Miré la carta, iluminada por la suave luz del salpicadero.

– Es imposible navegar con este barco, en esta tormenta, por esos estrechos canales -respondí-. El único lugar al que podría llegar es Greenport, o tal vez Dering, pero Freddie está entre nosotros y esos puertos.

– En otras palabras -dijo Beth después de reflexionar unos instantes-, ahora ya no le perseguimos a él, sino que él nos persigue a nosotros hacia alta mar.

– Bueno… podríamos decir que le conducimos a una trampa.

– ¿Qué trampa?

– Sabía que me lo preguntarías.
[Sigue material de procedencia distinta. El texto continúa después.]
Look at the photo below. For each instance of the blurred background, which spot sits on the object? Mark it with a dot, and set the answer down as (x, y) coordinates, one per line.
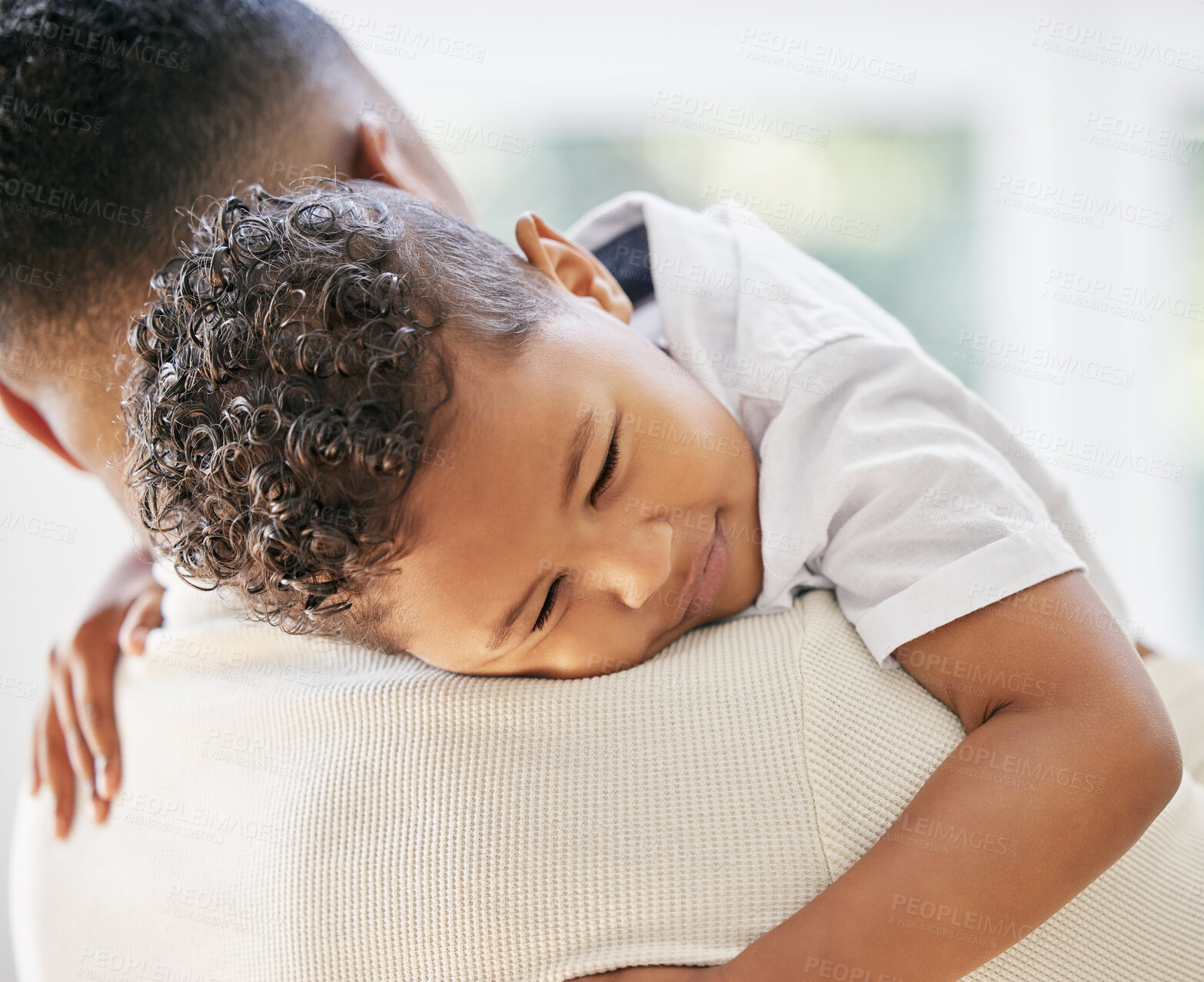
(1021, 185)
Confía en mí.

– ¿Por qué?

– ¿Por qué no? -dije al tiempo que soltaba un poco los aceleradores y el Fórmula se estabilizaba ligeramente-. A decir verdad, me gusta cómo están las cosas. Ahora sé con seguridad dónde se encuentra y hacia dónde se dirige. Prefiero ocuparme de él en tierra firme. Le esperaremos en Plum Island.

– Bien -dijo Beth mientras doblaba la carta y miraba por encima del hombro-. Nos supera en armas y en embarcación.

– Correcto -respondí, fijando el rumbo a la derecha del faro, hacia la bahía de Gardiners y en dirección a Plum Island-. ¿Cuánta munición te queda?

– Me quedan nueve disparos en la pistola y un cargador de quince en el bolsillo -respondió.

– Con eso basta -dije y la miré fugazmente-. Has disparado muy bien ahí atrás.

– No mucho.

– Le has impedido apuntar y puede que le hayas alcanzado.

No respondió.

– Oí el último disparo junto al oído antes de hacer impacto en el parabrisas. ¡Maldita sea! Como en los viejos tiempos en la ciudad. Por cierto, ¿estás bien?